Protective Immune Responses Induced by an mRNA-LNP Vaccine Encoding prM-E Proteins against Japanese Encephalitis Virus Infection

Abstract

Japanese encephalitis virus (JEV) is an important zoonotic pathogen, which causes central nervous system symptoms in humans and reproductive disorders in swine. It has led to severe impacts on human health and the swine industry; however, there is no medicine available for treating yet. Therefore, vaccination is the best preventive measure for this disease. In the study, a modified mRNA vaccine expressing the prM and E proteins of the JEV P3 strain was manufactured, and a mouse model was used to assess its efficacy. The mRNA encoding prM and E proteins showed a high level of protein expression in vitro and were encapsulated into a lipid nanoparticle (LNP). Effective neutralizing antibodies and CD8+ T-lymphocytes-mediated immune responses were observed in vaccinated mice. Furthermore, the modified mRNA can protect mice from a lethal challenge with JEV and reduce neuroinflammation caused by JEV. This study provides a new option for the JE vaccine and lays a foundation for the subsequent development of a more efficient and safer JEV mRNA vaccine.

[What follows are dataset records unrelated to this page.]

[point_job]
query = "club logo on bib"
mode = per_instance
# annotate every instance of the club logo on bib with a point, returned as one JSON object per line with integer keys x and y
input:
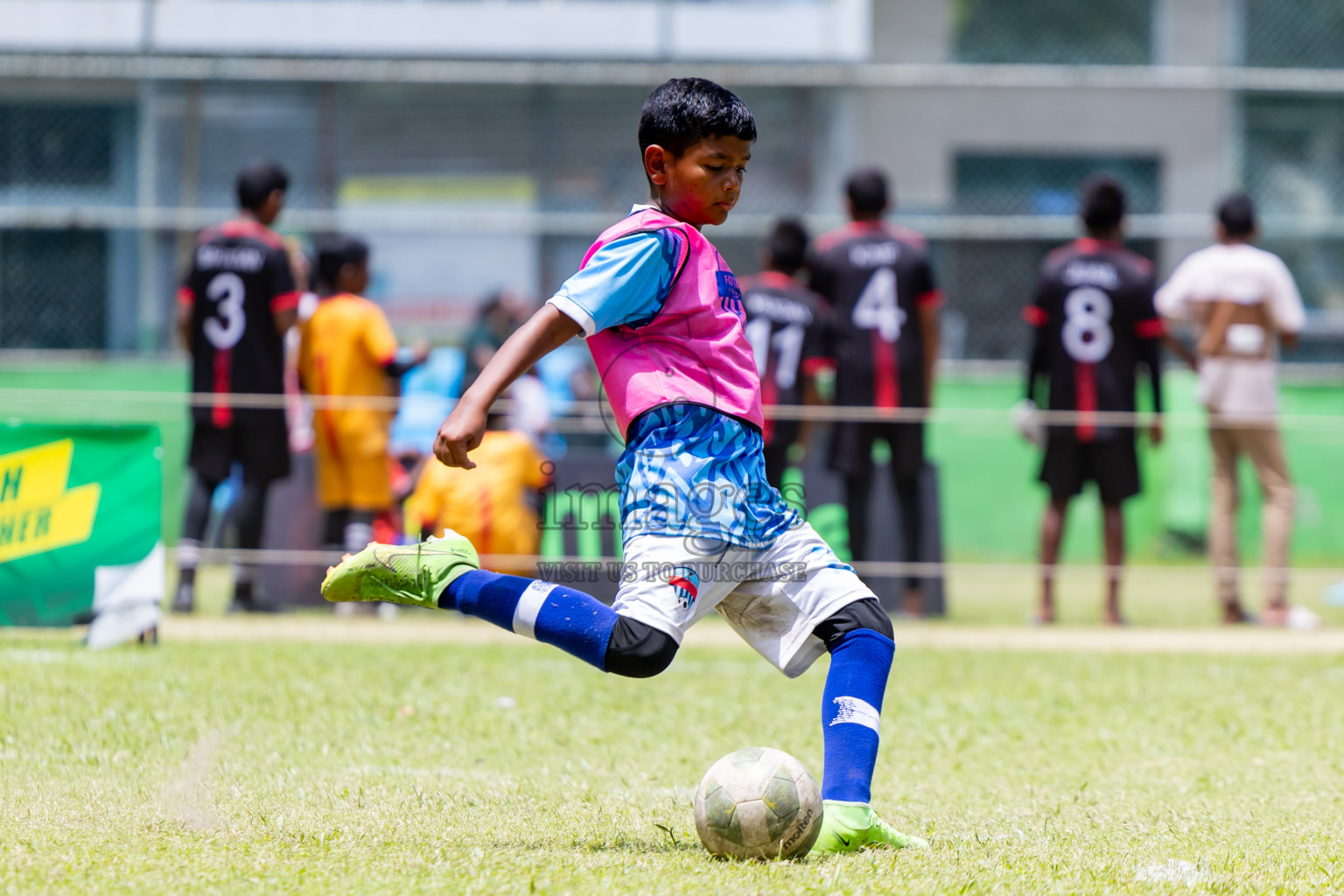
{"x": 686, "y": 584}
{"x": 730, "y": 294}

Keywords: Japanese encephalitis virus; immunogenicity; mRNA vaccine; prM-E protein.

Figure 1

Construction and expression of mRNA-prM-E. (A) Characterization of vectors for in vitro transcription. (B) mRNA-prM-E was run in the 1% formaldehyde denaturing gel (RNase-free). (C) HEK-293T cells were transfected with the mRNA-prM-E, and lysate was analyzed by Western blotting with a monoclonal antibody 1H10 against the JEV E protein. The pcDNA3.1 plasmid encoding prM-E and JEV were used as the positive controls. (D) The particle size of the LNP-mRNA was measured three times using a Zetasizer spectrometer indicating an average size of approximately 80 nm.

Figure 2

Immune responses in C57BL/6 induced by the mRNA-prM-E vaccine. (A) Mice were intramuscularly injected with 15 μg of mRNA-prM-E or SA14-14-2 live-attenuated vaccine. The sera of mice in SA14-14-2 group and DMEM group were collected on day 21 while the sera of mice immunized with prM-E-mRNA or LNP were collected on day 42. (B) Serial dilutions of serum were tested for neutralization activity by PRNT assay. Neutralization curves (left panel) and the PRNT50 (right panel) are shown. Each experiment was independently repeated three times and PRNT50 was calculated by the Reed–Muench method (n = 16, ** p < 0.01; **** p < 0.0001). (C) The percentages of CD8 ⁺ and CD4 ⁺ T cells in spleen were analyzed by flowcytometry. Data are represented as mean ± SEM of 3 spleens from 3 mice from each group. (** p < 0.01; **** p < 0.0001). (D) The IFN-γ level in sera was measured by ELISA. Data are represented as mean ± SEM. (n = 16, ** p < 0.01; **** p < 0.0001).

Figure 3

Protective efficacy against JEV in C57BL/6 after immunization. Body weight changes (A), behavioral score (B) and survival rate (C) were recorded after JEV P3 strain challenge. Survival rate is displayed as Kaplan–Meier survival curves and behavioral changes from normal to severe are represented on a scale of 0 to 5 (n = 10). (D) Viral loads in mice brain were detected by plaque assay and qRT-PCR at day 5 after JEV-infection. Data are represented as mean ± SEM. (n = 3, **** p < 0.0001).

Figure 4

The mRNA vaccine protects against a JEV-induced inflammatory response in mice brain. (A) The mRNA expression levels of inflammatory cytokines (IL-6, CCL-2, CCL-5, TNF-α) in brain tissue lysates were quantified by qRT-PCR. (B,C) The activation of the pathological changes and glial cells in brain tissue of mice were analyzed by H&E staining and IHC. Integrated option density analysis of three visual fields of slides from each group was performed to quantify the results of immunohistochemical staining (the lower panels). Scale bar = 100 μm. Data are represented as mean ± SEM. (n = 3, **** p < 0.0001).